Rediscover self-sufficiency
If there is one positive thing that TV and radio stations excel in, it would be in their outreach programs or “public service”, particularly when they go to out of the way to distant places to bring food, medicines, educational materials as well as a message of hope.
Unfortunately this area of excellence is often buried by the overwhelming negativity of commentaries alongside the tabloid-style presentation of news and current affairs programs.
By choice, the broadcast industry has prioritized news with commentary at an average of six hours a day, while tabloid style news programs are beamed at an average of three hours a day including the “news flash” on the hour.
Sadly, there is a study that claims that all you need to do is listen to five minutes of negative news daily for a couple of months and this will certainly make you less optimistic and more cynical, eventually causing you to have a more negative outlook.
In contrast, TV news programs only allot five minutes to feature the really good things they excel in such as their outreach programs. Oftentimes, activities that are really life changing seem to be featured in the news more to ease or soften the harshness of the news, or as an act of washing their hands and legitimizing their social responsibility.
Because the good deeds are treated more like an afterthought, the solutions offered by the outreach programs tend to be monetary or temporary.
Stepping back from the daily reports, I am inclined to think that there is a better way. But we must all agree to move away from our “fast food-microwave-instant mentality” of doing things.
The icons of Philippine mass media must step up to a different plate and a new role. As key opinion leaders, they should not only be the bearers of ill tidings and exposés, they should also be the messengers, endorsers and heralds of hope.
If Joe Taruc, Mike Enriquez, Ted Failon, Rey Langit, and other well known broadcasters agreed to promote “The Filipino way” or “Mga Gawaing Filipino” they would effectively inspire many to be self-reliant, self-sufficient and patriotic.
We keep talking about mass communication and yet what exactly are we communicating. We talk about issues, we talk about politics, but media has never carried one popular positive concept.

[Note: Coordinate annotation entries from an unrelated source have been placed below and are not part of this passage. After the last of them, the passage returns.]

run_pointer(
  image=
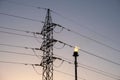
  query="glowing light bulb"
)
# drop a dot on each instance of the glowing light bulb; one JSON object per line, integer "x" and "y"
{"x": 76, "y": 49}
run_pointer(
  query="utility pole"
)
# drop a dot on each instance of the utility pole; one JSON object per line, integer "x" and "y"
{"x": 47, "y": 47}
{"x": 75, "y": 54}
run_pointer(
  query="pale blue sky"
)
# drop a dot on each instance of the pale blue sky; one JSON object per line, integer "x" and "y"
{"x": 97, "y": 19}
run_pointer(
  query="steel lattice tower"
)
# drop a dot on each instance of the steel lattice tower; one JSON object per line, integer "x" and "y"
{"x": 47, "y": 48}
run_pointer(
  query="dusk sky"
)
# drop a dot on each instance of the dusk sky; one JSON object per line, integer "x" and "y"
{"x": 94, "y": 27}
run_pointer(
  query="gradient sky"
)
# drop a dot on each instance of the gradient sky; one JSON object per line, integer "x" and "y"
{"x": 97, "y": 19}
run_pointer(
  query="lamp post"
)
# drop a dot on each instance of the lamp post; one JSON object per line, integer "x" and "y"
{"x": 75, "y": 54}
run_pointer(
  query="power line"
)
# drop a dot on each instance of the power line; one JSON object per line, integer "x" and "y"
{"x": 91, "y": 54}
{"x": 92, "y": 69}
{"x": 17, "y": 30}
{"x": 22, "y": 4}
{"x": 86, "y": 37}
{"x": 16, "y": 63}
{"x": 70, "y": 62}
{"x": 17, "y": 46}
{"x": 21, "y": 17}
{"x": 17, "y": 34}
{"x": 79, "y": 24}
{"x": 68, "y": 74}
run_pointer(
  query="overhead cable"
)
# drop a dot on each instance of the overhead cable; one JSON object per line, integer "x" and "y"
{"x": 21, "y": 17}
{"x": 91, "y": 54}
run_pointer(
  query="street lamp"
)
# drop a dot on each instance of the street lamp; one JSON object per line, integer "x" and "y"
{"x": 75, "y": 54}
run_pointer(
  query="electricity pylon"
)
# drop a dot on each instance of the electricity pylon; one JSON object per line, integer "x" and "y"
{"x": 47, "y": 47}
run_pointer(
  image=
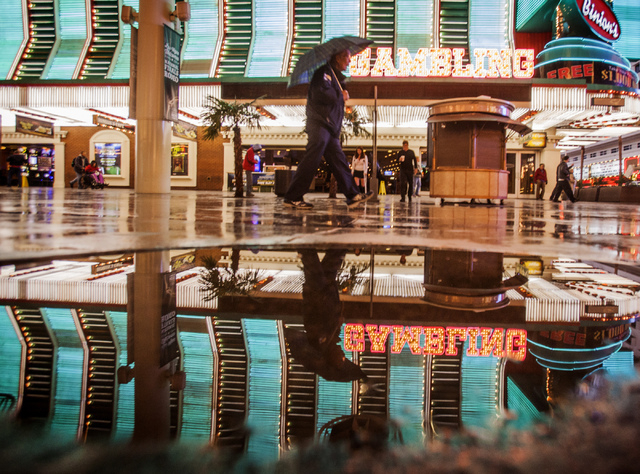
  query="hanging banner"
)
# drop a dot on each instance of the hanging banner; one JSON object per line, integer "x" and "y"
{"x": 171, "y": 74}
{"x": 133, "y": 73}
{"x": 33, "y": 126}
{"x": 185, "y": 130}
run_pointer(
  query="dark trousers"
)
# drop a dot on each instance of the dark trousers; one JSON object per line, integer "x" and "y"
{"x": 406, "y": 180}
{"x": 562, "y": 185}
{"x": 321, "y": 143}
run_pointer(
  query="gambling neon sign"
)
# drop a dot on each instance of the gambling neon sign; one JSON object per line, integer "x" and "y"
{"x": 437, "y": 340}
{"x": 445, "y": 62}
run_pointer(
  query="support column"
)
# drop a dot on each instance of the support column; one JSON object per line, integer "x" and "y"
{"x": 151, "y": 393}
{"x": 153, "y": 134}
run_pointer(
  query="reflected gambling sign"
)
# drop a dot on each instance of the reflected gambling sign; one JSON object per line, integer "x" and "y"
{"x": 437, "y": 340}
{"x": 445, "y": 62}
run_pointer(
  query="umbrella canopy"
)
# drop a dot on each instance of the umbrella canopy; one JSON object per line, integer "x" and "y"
{"x": 312, "y": 60}
{"x": 321, "y": 363}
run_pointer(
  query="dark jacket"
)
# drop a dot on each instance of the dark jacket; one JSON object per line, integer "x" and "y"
{"x": 409, "y": 164}
{"x": 540, "y": 175}
{"x": 563, "y": 171}
{"x": 325, "y": 102}
{"x": 79, "y": 163}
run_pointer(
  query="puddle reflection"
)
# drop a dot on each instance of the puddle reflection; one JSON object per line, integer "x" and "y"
{"x": 267, "y": 348}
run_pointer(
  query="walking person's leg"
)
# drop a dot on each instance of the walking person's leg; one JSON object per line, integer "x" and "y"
{"x": 308, "y": 166}
{"x": 337, "y": 161}
{"x": 249, "y": 182}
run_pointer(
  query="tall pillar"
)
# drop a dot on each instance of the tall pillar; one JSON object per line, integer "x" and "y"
{"x": 151, "y": 393}
{"x": 153, "y": 134}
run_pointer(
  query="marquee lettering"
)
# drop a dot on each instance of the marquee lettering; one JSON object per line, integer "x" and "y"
{"x": 445, "y": 62}
{"x": 437, "y": 340}
{"x": 600, "y": 18}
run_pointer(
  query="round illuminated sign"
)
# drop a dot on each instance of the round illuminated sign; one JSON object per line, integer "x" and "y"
{"x": 600, "y": 18}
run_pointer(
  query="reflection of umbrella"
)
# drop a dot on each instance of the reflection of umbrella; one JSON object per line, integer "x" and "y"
{"x": 320, "y": 363}
{"x": 312, "y": 60}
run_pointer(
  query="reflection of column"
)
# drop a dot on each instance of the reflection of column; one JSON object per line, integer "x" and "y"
{"x": 151, "y": 382}
{"x": 60, "y": 164}
{"x": 153, "y": 134}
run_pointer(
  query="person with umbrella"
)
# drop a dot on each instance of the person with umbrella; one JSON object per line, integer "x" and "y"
{"x": 325, "y": 111}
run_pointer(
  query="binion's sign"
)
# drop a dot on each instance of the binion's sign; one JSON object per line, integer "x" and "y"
{"x": 438, "y": 340}
{"x": 600, "y": 19}
{"x": 445, "y": 62}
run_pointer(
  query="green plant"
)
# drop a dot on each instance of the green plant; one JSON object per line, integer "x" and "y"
{"x": 219, "y": 281}
{"x": 219, "y": 114}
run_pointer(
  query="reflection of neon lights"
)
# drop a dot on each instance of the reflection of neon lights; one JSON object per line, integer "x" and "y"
{"x": 500, "y": 63}
{"x": 496, "y": 342}
{"x": 564, "y": 349}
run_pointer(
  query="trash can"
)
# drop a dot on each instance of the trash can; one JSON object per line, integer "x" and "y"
{"x": 283, "y": 179}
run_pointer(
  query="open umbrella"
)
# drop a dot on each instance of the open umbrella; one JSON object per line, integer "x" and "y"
{"x": 321, "y": 363}
{"x": 320, "y": 54}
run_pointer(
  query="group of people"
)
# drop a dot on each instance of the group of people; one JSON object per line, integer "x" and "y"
{"x": 82, "y": 168}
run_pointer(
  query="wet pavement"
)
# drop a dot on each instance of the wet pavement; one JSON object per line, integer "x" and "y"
{"x": 45, "y": 223}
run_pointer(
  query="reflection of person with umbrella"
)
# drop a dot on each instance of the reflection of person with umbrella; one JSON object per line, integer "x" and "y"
{"x": 325, "y": 111}
{"x": 319, "y": 349}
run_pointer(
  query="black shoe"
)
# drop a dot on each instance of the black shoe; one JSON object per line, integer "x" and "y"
{"x": 298, "y": 204}
{"x": 359, "y": 198}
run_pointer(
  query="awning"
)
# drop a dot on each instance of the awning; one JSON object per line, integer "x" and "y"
{"x": 514, "y": 125}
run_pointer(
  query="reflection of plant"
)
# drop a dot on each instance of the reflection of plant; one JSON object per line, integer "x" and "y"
{"x": 223, "y": 281}
{"x": 348, "y": 275}
{"x": 622, "y": 180}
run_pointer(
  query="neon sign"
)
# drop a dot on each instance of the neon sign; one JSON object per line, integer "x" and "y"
{"x": 600, "y": 18}
{"x": 437, "y": 340}
{"x": 445, "y": 62}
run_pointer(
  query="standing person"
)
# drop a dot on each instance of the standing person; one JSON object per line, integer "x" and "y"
{"x": 15, "y": 161}
{"x": 79, "y": 163}
{"x": 562, "y": 176}
{"x": 408, "y": 165}
{"x": 540, "y": 178}
{"x": 248, "y": 165}
{"x": 417, "y": 182}
{"x": 360, "y": 168}
{"x": 325, "y": 112}
{"x": 93, "y": 170}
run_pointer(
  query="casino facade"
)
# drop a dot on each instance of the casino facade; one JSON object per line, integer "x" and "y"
{"x": 568, "y": 66}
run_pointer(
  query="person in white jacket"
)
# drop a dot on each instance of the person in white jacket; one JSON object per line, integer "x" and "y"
{"x": 360, "y": 168}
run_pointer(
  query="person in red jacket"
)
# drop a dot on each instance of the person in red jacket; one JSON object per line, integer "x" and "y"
{"x": 540, "y": 178}
{"x": 248, "y": 166}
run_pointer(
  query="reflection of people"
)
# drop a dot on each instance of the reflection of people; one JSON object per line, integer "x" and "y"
{"x": 319, "y": 349}
{"x": 15, "y": 161}
{"x": 417, "y": 182}
{"x": 360, "y": 168}
{"x": 408, "y": 165}
{"x": 79, "y": 164}
{"x": 563, "y": 175}
{"x": 248, "y": 165}
{"x": 325, "y": 112}
{"x": 540, "y": 178}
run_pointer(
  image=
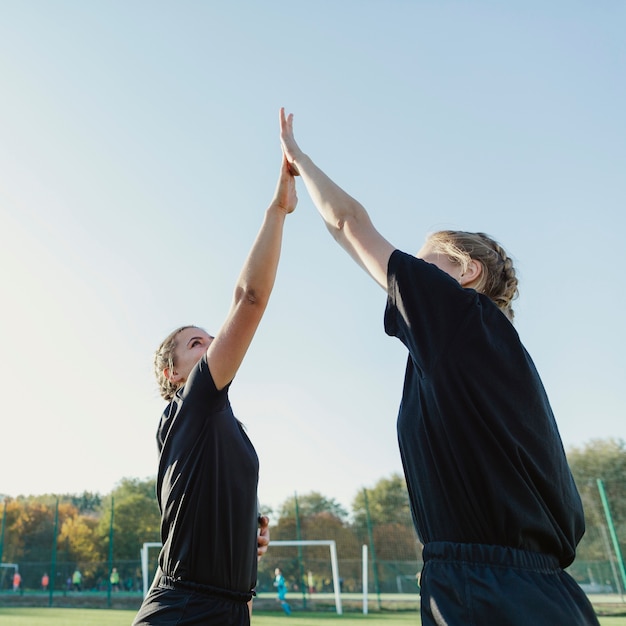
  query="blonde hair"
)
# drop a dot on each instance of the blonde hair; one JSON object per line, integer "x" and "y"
{"x": 497, "y": 280}
{"x": 164, "y": 359}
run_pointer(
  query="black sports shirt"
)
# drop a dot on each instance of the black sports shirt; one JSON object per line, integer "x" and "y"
{"x": 481, "y": 451}
{"x": 207, "y": 489}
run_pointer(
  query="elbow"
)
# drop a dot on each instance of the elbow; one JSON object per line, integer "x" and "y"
{"x": 249, "y": 296}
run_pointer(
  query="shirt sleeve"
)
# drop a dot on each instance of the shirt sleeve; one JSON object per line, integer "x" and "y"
{"x": 426, "y": 308}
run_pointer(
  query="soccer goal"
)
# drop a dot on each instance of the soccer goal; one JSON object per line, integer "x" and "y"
{"x": 145, "y": 574}
{"x": 333, "y": 561}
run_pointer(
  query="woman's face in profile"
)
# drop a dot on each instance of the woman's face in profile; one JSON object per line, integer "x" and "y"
{"x": 191, "y": 345}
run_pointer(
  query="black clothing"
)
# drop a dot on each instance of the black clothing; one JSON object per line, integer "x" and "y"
{"x": 482, "y": 455}
{"x": 171, "y": 604}
{"x": 207, "y": 494}
{"x": 524, "y": 588}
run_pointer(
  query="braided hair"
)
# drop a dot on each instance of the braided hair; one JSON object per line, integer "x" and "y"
{"x": 497, "y": 280}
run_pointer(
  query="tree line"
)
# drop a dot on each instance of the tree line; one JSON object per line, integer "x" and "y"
{"x": 379, "y": 517}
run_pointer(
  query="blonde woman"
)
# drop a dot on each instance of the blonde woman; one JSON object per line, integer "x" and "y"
{"x": 491, "y": 493}
{"x": 208, "y": 468}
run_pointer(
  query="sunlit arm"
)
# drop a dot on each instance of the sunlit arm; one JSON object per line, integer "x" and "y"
{"x": 346, "y": 219}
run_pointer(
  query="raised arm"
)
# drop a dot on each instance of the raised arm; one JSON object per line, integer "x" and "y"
{"x": 346, "y": 219}
{"x": 254, "y": 285}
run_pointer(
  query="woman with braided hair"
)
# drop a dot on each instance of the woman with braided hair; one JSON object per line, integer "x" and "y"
{"x": 492, "y": 496}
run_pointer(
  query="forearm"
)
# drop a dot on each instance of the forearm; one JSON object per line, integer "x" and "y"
{"x": 339, "y": 210}
{"x": 258, "y": 274}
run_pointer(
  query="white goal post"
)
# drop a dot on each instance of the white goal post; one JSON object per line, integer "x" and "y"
{"x": 333, "y": 561}
{"x": 304, "y": 542}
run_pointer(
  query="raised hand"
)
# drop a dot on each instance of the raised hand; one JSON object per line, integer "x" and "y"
{"x": 291, "y": 149}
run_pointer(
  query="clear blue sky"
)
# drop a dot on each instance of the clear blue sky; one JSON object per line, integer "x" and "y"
{"x": 139, "y": 150}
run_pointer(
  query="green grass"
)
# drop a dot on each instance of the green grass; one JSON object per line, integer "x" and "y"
{"x": 103, "y": 617}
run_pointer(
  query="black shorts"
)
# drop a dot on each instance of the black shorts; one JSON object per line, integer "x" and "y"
{"x": 480, "y": 585}
{"x": 172, "y": 603}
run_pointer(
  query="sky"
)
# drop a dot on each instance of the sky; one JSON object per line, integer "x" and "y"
{"x": 139, "y": 150}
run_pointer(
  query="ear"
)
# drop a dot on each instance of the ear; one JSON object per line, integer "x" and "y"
{"x": 472, "y": 273}
{"x": 172, "y": 375}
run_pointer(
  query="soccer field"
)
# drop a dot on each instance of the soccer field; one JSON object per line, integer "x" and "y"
{"x": 100, "y": 617}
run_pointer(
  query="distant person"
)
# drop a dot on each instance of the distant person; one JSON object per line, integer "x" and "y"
{"x": 492, "y": 496}
{"x": 115, "y": 579}
{"x": 281, "y": 589}
{"x": 77, "y": 580}
{"x": 208, "y": 468}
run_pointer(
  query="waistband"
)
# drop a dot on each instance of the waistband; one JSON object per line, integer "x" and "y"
{"x": 167, "y": 582}
{"x": 489, "y": 554}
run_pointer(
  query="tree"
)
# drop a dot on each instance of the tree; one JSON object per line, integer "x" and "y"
{"x": 387, "y": 501}
{"x": 311, "y": 504}
{"x": 136, "y": 518}
{"x": 603, "y": 459}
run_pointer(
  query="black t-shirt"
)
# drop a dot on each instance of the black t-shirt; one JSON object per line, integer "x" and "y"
{"x": 207, "y": 489}
{"x": 481, "y": 451}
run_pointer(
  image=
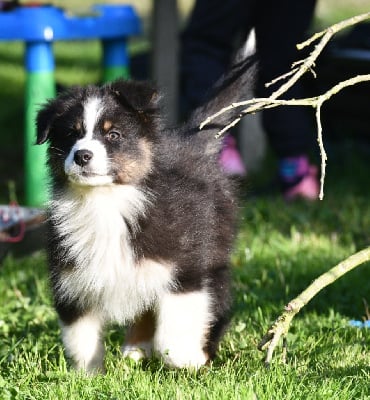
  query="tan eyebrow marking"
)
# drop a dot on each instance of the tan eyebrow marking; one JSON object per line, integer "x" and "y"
{"x": 107, "y": 125}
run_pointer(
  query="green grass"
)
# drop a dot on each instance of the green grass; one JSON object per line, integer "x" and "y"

Media personalities have not jointly endorsed a lifestyle or a way of life based on what Filipinos can do instead of what they can or should buy.
The icons or endorsers of Philippine media and marketing such as Kris Aquino, Diether Ocampo, Aga Mulach, Angel Locsin can give back by endorsing a love for self-sufficiency.
The lesson about teaching people to fish has constantly been derided as cliché, the song about planting rice succeeded in brainwashing generations of Filipinos into thinking that farming is painful and hard and not worth it.
The challenge is for media and celebrities to stand back and ask, Am I willing to make a change and carry the message? Any program in this day and age MUST have icons, endorsers and messaging.
I have recently gone through a process of rediscovering “backyard farming” and in 6 short months, my wife Karen and I and some friends have tasted the fruits of our labor. We have harvested lettuce, pechay, okra and onion stalks from our roof deck garden of 30 square meters. We duplicated this in our weekend place in Lipa and achieved the same results.
Believing in the great nutritional value of coconut, I searched for actual applications of coconut in animal farming. I always said that coconut would probably be useful in increasing the anti bodies and resistance of farm animals making preventive medicine unnecessary.
I discovered someone who raised and fed his chickens on 90 percent coconut grating because he had no money to buy processed feeds. His chickens were healthier and leaner than those in the nearby gamecock farms or poultry.
We combined processed feed with coconut gratings and rediscovered that pigs were healthier and leaner.
The point I’m making is if we want to feed poor malnourished Filipinos, six years is enough to get the job done. But we need to have a plan that sells an idea and uses what is common or can be made available to many.
We have coconuts all over the Philippines but we need more. We need to stop the cutting of these trees because they are trees of nutrition and not for lumber purposes. We have saba bananas and we need more distribution in order to use their fruits and trunks for feed. We need to promote a specific plan that would provide the feed base for the animals that people can then raise such as “native chickens”.
In the last six months, I clearly saw that very few homes now kept native chickens. While Metro Manila and the world rave about free-ranged chickens, all you ever see are imported French and Israeli hybrids. Now we are developing real Filipino stock based on all the old varieties. Taste the difference just by eating commercial poultry eggs and “native” eggs.
Lets bring back the native pigs. They’re the right size for village level consumption, taste better, require less feed and less care.
People have stopped tending to a cow or a goat, because we allowed all the negative, factory-produced myths to take root. Cows and goats don’t ruin gardens or farms, lazy owners who don’t buy a rope cause the problem.
Vinyl school bags don’t have as much charm and sustainability as bayongs, baskets made of yantok, buri, pandan, bamboo and nipa.
It will take all of six years, but each time we visit a barrio, we will surely have something to celebrate as well as more things to eat. But first, we must carry the message and run with it so others can eat.